CPSC 322 - Lecture 18

Game Search


I.  But first, how to collect paths while searching

All the basic search strategies we've looked at so far
give us nothing more than a yes or no answer:  "yes there's
a path from the start node to the goal node" or "no there
isn't".  That's sort of useful, but not nearly as useful
as an answer like "yes, I found a path, and here it is!"
Fortunately, it doesn't take much extra effort for a 
search algorithm to collect the paths to the frontier node
as it searches the state space -- it's just a matter of a 
little bookkeeping.  Included in today's slides are an
example of path-keeping behavior in the context of breadth-
first search, a path-keeping search algorithm in Datalog, 
and the equivalent code in CILOG.  Who could ask for more?


II.  Let the fun begin

For a single agent in a relatively non-hostile world, the 
search for the path from some start state to some goal state 
is not especially difficult, and in fact, it's sort of dull.  
But the world isn't always peaceful---sometimes, there are 
other agents out there trying to keep you from reaching your 
goal, and at the same time those other agents are trying to 
achieve some goal of their own.  We see this kind of stuff 
everywhere:  in the executive boardroom, on the athletic 
field, sometimes even in the classroom.  And when we try to 
model this kind of competitive behavior on a computer, we 
have to keep in mind that while our computerized "good guy" 
is going to try to move toward the goal in as optimal a 
fashion as possible, the computerized "bad guy" is going to do
everything it can to keep us from getting there.  Thus, the 
question in a competitive or adversarial situation is no 
longer "what's my optimal path to the goal?", but is instead 
"what's my path to the goal when someone else is trying stop 
me?"

The fundamental change in the nature of that question results 
in a fundamental change to the way we do state-space search 
in adversarial situations, thus giving rise to something 
called "adversarial search".  And since we frequently use 
this kind of search when we build intelligent game-playing 
programs, this kind of search is frequently called "game 
search".

The principle of game search is to first generate the state 
space (or "game tree") some number of levels deep, where each 
level corresponds to one player's move (or, more accurately, 
the set of all moves that the player could possibly make at 
that point).  After generating the state space for that 
number of levels, the nodes at the bottom level are evaluated 
for goodness.  (In the context of game playing, those nodes 
are often called "boards", each one representing one possible 
legal arrangement of game pieces on the game board.)

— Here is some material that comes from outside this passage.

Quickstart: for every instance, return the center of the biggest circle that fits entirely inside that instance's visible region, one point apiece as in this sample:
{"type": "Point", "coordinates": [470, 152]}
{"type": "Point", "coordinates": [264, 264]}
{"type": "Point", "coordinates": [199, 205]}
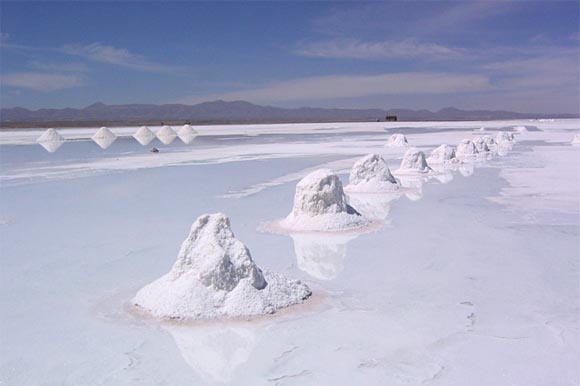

The estimate of the goodness of a board is a little bit 
different than before, but not much.  Since we have to worry 
about the opponent, we set up our estimation function so that 
it returns a spectrum of values, just like before, but now 
the two extremes are boards that are great for us (i.e., we 
win) and boards that are great for our opponent (i.e., we 
lose).  We apply our estimation function to those lowest 
level boards, and propagate the numerical values upward to 
help us determine which is the best move to make.


III. The joy of hex

In order to explore the wild and wacky world of adversarial 
or game search, we're going to have to introduce a game.  
It's a simple game for two players, and it's called hexapawn, 
for reasons which will become obvious.

The rules of hexapawn (at least in its original form), are 
as follows:

The game is played on a 3x3 board.  Each player begins with 
three pawns lined up on opposite sides of the board.  There 
are three white pawns and three black pawns, which gives us a 
grand total of six pawns, hence the name hexapawn.  White 
always moves first, just like in chess.  The players take 
turns moving their pawns.  A pawn can move one square forward 
to an empty square, or it can move one square diagonally 
ahead (either to the left or right) to a square occupied by 
an opponent's pawn, in which case the opponent's pawn is 
removed from the board.  One player wins when one of these 
three conditions is true:  1) one of that player's pawns has 
reached the opposite end of the board, 2) the opponent's 
pawns have all been removed from the board, or 3) it's the 
opponent's turn to move but the opponent can't move any 
pawns.

It's not a very exciting game for human players, but it's 
reasonably stimulating for humans who are required to write 
programs to get computers to play this game, such as 
yourselves.  (It's not entirely clear how the computers feel 
about it.)  Hexapawn also serves as a very nice mechanism for 
demonstrating the principles of game search with heuristics.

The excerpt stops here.